By Brian Parkin
Nov. 5 (Bloomberg) -- Germany’s government announced a revenue outlook that may bolster Chancellor Angela Merkel’s pledge to cut taxes by 24 billion euros ($36 billion) over the next four years.
An independent panel of experts emerged today from a three- day meeting in Hamburg to forecast total tax revenue of 511.5 billion euros next year, 1.1 billion euros more than estimated six months ago. That compares with a shortfall of 45 billion euros in the May outlook.
The forecast “does supply some evidence that the economy and with it revenue is stabilizing after the worst recession in memory,” Michael Meister, finance spokesman for Merkel’s Christian Democrats, said in interview yesterday. That “will give us the margin we need to reduce taxes as promised in the coalition contract.”

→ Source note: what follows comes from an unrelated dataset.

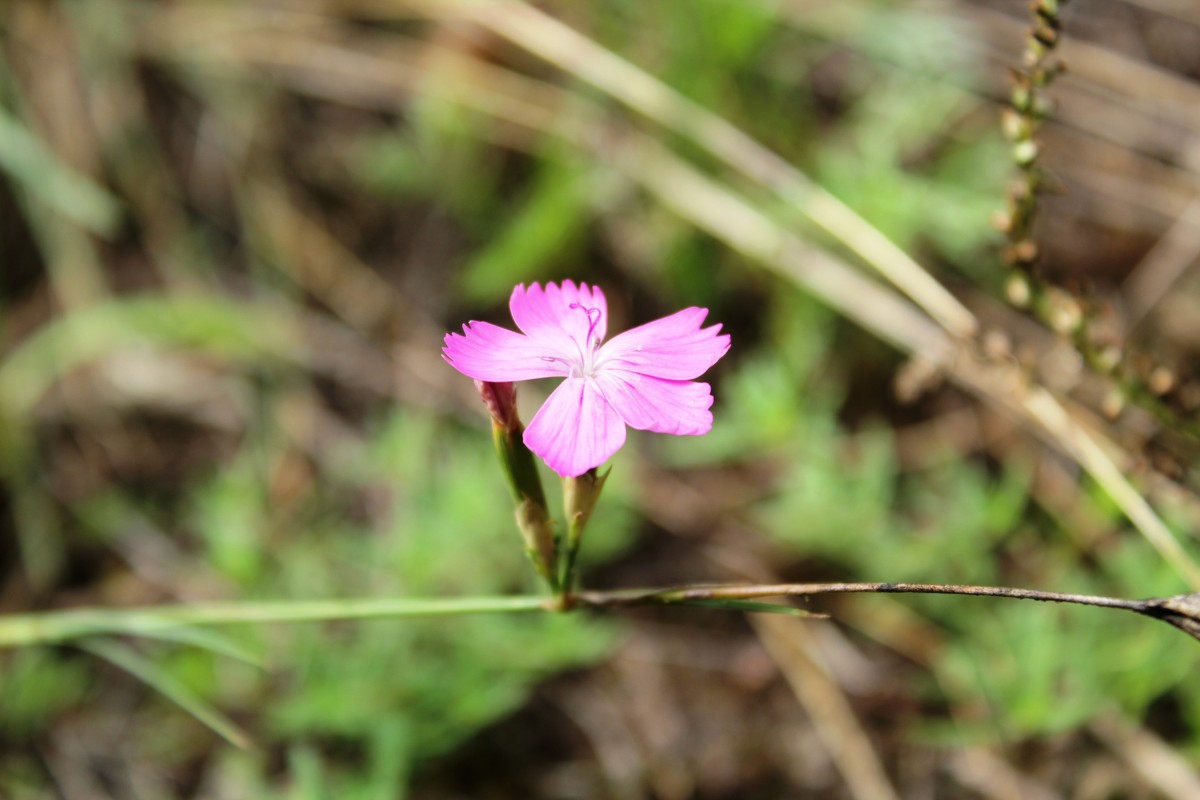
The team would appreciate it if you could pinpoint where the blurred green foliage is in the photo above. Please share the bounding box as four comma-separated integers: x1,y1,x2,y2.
0,0,1200,799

Improving revenue strengthens Merkel’s hand as she sets about shoring up growth in Europe’s biggest economy, the No. 1 priority of her government which took office Oct. 28. Merkel has come under fire from politicians and industry for her pledge to do that by cutting taxes even as debt soars to a record.
Even so, the tax panel estimates combined revenue for the federal government, the 16 states, municipalities and from the European Union of 524.1 billion euros, 3 billion euros less than forecast in May.
“There’s no room to rest on our laurels,” Meister said. “We must make every effort to roll back the federal deficit.”